To verify the application is working correctly,

ssh <your SCINet username>@ceres-dtn-0.scinet.usda.gov

Enter the verification code currently displayed in google authenticator and then enter your password.

If your code is correct, you will be connected to Ceres’ data transfer node. If your code is incorrect and you’re prompted for a verification code again, wait for a new code to be generated on your phone, then enter it on your computer. If you’re still having trouble, verify that the time on your phone is correct.

After logging in the first time you will be prompted to save an SMS phone number in the system so an SMS message can be sent to you when a GA account reset is requested.

Contact scinet_vrsc@usda.gov if you need assistance.

Authentication on your computer using Authy

If you are unable to use a smart device for multifactor authentication you may use Authy on your PC for a second factor.

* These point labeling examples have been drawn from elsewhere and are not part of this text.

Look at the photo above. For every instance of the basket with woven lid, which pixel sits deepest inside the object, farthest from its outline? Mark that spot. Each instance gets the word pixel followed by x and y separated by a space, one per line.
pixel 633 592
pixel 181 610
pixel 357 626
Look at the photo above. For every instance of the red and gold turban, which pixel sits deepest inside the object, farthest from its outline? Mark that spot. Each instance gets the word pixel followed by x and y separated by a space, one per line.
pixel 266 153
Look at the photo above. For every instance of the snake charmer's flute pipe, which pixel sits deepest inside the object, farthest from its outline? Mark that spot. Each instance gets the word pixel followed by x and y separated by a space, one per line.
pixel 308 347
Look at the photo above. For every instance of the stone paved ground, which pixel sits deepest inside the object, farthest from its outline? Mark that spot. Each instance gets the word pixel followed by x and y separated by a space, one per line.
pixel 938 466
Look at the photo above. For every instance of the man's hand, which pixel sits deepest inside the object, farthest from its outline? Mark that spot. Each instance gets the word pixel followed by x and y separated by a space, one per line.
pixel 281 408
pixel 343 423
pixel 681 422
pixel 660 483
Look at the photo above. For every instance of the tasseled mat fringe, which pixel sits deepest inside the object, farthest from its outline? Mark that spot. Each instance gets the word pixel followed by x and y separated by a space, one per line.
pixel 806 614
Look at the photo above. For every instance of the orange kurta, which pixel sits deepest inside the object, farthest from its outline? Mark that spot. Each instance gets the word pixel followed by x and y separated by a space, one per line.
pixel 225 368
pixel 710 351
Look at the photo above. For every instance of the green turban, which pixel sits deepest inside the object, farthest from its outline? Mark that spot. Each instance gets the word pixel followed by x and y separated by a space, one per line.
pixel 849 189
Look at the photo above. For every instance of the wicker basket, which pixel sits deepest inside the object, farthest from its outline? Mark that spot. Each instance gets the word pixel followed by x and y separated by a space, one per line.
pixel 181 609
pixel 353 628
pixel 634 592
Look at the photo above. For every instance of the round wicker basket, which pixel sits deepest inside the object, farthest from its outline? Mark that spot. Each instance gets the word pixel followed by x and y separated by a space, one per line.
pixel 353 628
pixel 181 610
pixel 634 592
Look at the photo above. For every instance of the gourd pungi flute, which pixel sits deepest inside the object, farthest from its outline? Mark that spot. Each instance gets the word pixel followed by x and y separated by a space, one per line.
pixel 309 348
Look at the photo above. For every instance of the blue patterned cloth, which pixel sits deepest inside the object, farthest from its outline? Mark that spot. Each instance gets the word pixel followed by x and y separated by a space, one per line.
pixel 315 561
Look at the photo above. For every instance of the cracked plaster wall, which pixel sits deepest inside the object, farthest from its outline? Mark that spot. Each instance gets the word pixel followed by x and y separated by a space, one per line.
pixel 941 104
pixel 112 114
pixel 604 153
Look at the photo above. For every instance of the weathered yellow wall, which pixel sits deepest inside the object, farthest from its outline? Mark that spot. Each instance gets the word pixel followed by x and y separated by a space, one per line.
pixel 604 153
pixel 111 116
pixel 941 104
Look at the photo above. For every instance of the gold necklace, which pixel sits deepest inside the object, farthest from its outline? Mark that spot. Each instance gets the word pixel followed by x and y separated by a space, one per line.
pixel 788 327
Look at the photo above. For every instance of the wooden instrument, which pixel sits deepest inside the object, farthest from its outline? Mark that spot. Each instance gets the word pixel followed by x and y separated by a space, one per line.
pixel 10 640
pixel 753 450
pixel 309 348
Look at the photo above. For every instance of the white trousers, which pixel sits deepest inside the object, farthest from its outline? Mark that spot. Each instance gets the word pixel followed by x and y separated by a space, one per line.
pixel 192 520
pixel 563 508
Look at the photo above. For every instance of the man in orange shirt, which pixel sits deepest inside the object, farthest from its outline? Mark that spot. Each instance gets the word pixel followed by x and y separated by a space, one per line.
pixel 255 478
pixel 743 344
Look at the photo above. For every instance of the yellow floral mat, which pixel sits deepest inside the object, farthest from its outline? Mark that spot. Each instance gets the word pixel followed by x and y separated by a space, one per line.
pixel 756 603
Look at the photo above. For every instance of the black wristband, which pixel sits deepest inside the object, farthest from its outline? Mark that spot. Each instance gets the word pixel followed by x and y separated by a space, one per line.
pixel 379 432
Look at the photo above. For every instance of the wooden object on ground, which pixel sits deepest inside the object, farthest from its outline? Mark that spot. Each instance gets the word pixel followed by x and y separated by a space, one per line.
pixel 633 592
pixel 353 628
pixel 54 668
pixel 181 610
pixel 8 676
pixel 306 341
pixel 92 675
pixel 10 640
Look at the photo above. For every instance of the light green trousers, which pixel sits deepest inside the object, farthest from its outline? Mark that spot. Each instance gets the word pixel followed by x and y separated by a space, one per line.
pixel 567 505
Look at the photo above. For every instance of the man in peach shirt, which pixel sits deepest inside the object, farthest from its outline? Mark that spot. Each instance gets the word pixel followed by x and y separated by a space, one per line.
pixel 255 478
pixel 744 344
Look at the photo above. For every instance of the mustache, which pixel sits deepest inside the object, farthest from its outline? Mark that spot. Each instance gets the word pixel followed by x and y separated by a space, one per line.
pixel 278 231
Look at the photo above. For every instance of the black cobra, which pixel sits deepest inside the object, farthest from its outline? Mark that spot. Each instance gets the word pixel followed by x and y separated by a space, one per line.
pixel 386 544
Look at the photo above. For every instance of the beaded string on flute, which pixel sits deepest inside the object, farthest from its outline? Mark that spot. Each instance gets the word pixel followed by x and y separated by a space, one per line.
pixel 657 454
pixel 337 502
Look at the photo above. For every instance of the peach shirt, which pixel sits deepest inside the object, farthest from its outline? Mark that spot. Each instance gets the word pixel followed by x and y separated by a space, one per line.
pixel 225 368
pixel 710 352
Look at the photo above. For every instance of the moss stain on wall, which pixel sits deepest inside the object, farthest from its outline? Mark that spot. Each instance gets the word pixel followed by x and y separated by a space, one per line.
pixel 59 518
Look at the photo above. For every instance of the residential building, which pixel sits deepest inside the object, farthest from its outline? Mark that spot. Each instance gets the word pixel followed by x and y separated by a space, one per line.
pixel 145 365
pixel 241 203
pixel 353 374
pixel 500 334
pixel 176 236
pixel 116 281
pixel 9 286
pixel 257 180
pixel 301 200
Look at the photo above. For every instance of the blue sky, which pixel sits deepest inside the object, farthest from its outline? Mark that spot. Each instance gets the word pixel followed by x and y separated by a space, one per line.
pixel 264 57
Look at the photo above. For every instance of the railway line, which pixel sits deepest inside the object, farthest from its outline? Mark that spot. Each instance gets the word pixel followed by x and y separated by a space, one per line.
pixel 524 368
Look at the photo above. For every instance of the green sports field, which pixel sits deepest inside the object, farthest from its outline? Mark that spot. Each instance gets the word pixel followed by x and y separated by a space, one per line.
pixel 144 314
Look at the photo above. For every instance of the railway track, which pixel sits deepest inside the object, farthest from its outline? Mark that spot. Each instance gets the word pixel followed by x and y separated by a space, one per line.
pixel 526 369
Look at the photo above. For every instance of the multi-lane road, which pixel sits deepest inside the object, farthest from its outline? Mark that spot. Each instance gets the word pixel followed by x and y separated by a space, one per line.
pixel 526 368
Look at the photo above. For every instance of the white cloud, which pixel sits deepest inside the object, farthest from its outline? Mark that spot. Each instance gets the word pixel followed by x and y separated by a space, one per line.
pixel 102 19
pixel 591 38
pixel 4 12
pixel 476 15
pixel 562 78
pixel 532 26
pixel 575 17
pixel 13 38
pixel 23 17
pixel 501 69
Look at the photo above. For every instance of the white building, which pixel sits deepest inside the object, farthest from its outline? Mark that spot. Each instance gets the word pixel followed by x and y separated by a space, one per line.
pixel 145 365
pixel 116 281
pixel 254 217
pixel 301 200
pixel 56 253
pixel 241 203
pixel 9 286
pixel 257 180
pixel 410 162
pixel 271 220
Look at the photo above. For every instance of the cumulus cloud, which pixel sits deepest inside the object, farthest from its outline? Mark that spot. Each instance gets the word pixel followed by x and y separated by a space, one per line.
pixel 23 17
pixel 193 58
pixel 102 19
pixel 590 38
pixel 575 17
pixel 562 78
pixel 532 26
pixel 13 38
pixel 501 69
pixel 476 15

Authy can be downloaded from https://authy.com.

Click the download button then scroll down to the “Desktop” section and download the binary for your platform. (Windows or macOS)

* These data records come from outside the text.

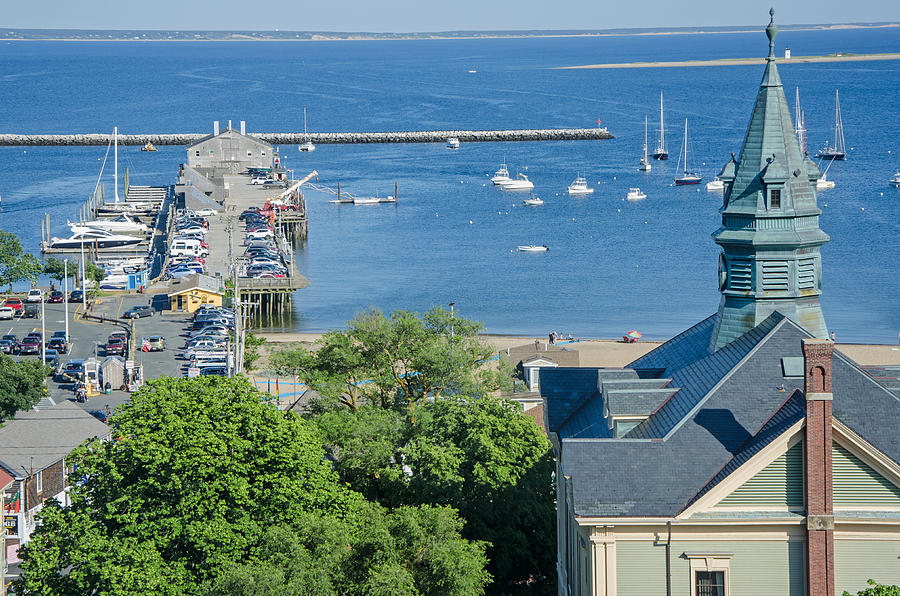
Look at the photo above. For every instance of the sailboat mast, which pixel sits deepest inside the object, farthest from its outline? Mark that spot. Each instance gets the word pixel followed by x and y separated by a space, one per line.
pixel 116 174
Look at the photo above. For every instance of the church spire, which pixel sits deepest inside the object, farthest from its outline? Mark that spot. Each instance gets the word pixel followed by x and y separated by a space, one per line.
pixel 770 234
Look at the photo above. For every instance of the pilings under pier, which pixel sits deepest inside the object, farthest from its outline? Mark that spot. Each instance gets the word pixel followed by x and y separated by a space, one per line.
pixel 321 138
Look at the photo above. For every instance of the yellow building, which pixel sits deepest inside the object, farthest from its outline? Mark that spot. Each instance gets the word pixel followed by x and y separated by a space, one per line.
pixel 187 294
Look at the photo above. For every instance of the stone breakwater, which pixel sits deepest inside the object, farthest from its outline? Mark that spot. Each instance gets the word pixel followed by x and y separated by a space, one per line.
pixel 322 138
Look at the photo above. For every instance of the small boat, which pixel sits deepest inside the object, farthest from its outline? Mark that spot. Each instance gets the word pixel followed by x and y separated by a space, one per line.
pixel 835 150
pixel 687 176
pixel 661 152
pixel 580 187
pixel 716 185
pixel 501 175
pixel 645 162
pixel 307 145
pixel 94 238
pixel 520 182
pixel 635 194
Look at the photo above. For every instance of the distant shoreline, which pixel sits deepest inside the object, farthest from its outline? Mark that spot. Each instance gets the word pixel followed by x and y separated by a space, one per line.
pixel 211 36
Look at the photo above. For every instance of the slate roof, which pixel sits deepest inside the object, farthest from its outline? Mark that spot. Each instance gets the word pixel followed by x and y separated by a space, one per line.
pixel 46 435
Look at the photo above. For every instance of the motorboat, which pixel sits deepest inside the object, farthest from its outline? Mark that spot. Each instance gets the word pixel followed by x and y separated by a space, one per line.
pixel 94 238
pixel 520 182
pixel 635 194
pixel 501 175
pixel 716 185
pixel 580 187
pixel 123 224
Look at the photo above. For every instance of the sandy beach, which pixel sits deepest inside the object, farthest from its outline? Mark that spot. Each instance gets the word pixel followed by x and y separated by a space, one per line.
pixel 741 61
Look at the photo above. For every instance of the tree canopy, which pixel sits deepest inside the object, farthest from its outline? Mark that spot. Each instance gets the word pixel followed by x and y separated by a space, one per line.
pixel 206 487
pixel 22 385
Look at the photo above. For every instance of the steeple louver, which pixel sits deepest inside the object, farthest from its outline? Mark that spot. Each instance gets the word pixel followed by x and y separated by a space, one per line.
pixel 770 234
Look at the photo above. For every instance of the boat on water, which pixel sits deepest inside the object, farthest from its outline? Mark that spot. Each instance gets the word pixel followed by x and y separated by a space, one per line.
pixel 715 185
pixel 520 182
pixel 687 176
pixel 645 161
pixel 580 187
pixel 661 151
pixel 836 149
pixel 307 145
pixel 635 194
pixel 94 238
pixel 123 224
pixel 501 175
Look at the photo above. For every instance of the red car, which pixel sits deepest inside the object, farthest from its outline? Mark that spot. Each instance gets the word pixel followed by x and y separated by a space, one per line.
pixel 14 303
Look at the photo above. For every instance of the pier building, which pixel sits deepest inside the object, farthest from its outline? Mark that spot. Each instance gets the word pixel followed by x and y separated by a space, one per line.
pixel 745 455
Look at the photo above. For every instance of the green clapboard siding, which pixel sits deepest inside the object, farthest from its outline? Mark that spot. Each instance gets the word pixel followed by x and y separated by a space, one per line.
pixel 856 484
pixel 780 484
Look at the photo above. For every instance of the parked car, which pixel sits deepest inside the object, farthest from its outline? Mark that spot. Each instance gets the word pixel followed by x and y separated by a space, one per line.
pixel 138 312
pixel 14 303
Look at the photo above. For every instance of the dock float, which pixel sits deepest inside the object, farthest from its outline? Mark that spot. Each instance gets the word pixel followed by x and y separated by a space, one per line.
pixel 321 138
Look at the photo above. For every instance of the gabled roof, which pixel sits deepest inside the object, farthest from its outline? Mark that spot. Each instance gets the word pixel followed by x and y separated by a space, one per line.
pixel 36 439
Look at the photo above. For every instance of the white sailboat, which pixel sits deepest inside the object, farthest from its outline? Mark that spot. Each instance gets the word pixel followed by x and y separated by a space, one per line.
pixel 687 176
pixel 307 145
pixel 835 150
pixel 645 162
pixel 661 151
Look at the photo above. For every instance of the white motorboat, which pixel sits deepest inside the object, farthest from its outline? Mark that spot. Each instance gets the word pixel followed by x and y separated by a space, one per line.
pixel 715 185
pixel 307 145
pixel 645 160
pixel 635 194
pixel 123 224
pixel 94 238
pixel 580 187
pixel 501 175
pixel 520 182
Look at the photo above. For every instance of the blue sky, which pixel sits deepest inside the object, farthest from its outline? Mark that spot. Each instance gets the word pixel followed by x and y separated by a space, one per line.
pixel 430 15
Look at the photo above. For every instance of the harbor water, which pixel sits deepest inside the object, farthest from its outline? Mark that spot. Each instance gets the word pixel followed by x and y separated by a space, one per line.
pixel 612 266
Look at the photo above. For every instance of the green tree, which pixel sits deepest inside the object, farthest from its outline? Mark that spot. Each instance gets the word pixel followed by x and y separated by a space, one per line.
pixel 16 264
pixel 877 589
pixel 199 473
pixel 22 385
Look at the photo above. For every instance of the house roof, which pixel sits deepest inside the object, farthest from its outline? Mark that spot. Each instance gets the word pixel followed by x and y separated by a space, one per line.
pixel 39 438
pixel 195 281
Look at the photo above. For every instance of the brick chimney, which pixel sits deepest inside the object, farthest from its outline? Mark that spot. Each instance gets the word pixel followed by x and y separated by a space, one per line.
pixel 817 355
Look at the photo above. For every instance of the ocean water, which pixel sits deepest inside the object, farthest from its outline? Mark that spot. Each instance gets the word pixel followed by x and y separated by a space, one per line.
pixel 612 265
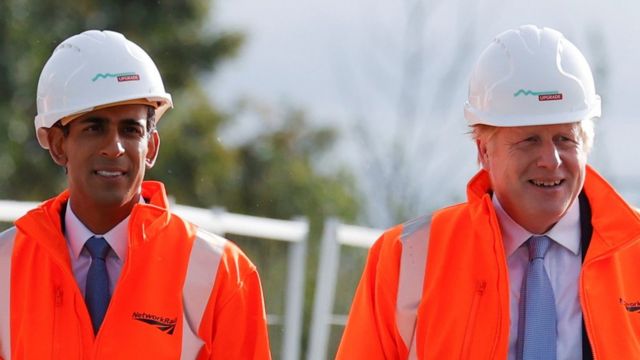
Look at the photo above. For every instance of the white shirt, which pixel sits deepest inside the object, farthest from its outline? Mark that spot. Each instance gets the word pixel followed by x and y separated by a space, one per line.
pixel 562 261
pixel 77 234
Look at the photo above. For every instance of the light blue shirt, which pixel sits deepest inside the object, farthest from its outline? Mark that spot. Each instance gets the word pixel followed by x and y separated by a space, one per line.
pixel 563 262
pixel 77 234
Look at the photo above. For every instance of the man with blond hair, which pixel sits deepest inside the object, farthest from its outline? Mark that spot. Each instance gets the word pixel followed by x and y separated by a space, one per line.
pixel 541 260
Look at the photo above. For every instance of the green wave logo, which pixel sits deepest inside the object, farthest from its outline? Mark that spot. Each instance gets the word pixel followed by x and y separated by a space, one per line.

Run the installer. This won’t require administrator privileges, but it will need to be run by each user of the machine.

The installer will need to tie your login to a phone number and an email address. The phone number can be either a land line or a cell phone.

The systems will want to send you a verification number. If you are not using a cell phone please select “voice call” (not SMS) for the verification.

After making your choice a code will be shown and you should receive a call or a text which you should respond to with the code on your screen.

You are now setup and can add your SCINet GA key to Authy.

To do so click the red “+” in the Authy app and enter the key from the email you received titled “Welcome to SCINet”.

You will need to enter the key from the email since Authy cannot use QR codes.

Now name the account and pick an icon.

Authy should now be displaying codes for use with Ceres. Each code is shown for 30 seconds and then a new code in generated automatically. Codes are only valid for a few seconds after they are displayed and cannot be reused.

Contact scinet_vrsc@usda.gov if you need assistance.

GA account reset

Users may need to reset GA accounts when switching or reinstalling their mobile devices that have GA application installed. To be able to perform GA reset by yourself, save an SMS phone number in the system by issuing phone-collect.sh command on Ceres. This is the same process that is run automatically the first time you login. After doing that you will be able to do a self-service reset of your GA at https://ga.scinet.usda.gov/reset/.

If you are unable to or do not wish to save an SMS phone number, GA account reset request will have to go though your supervisor or sponsor as we have no way of directly verifying your identity.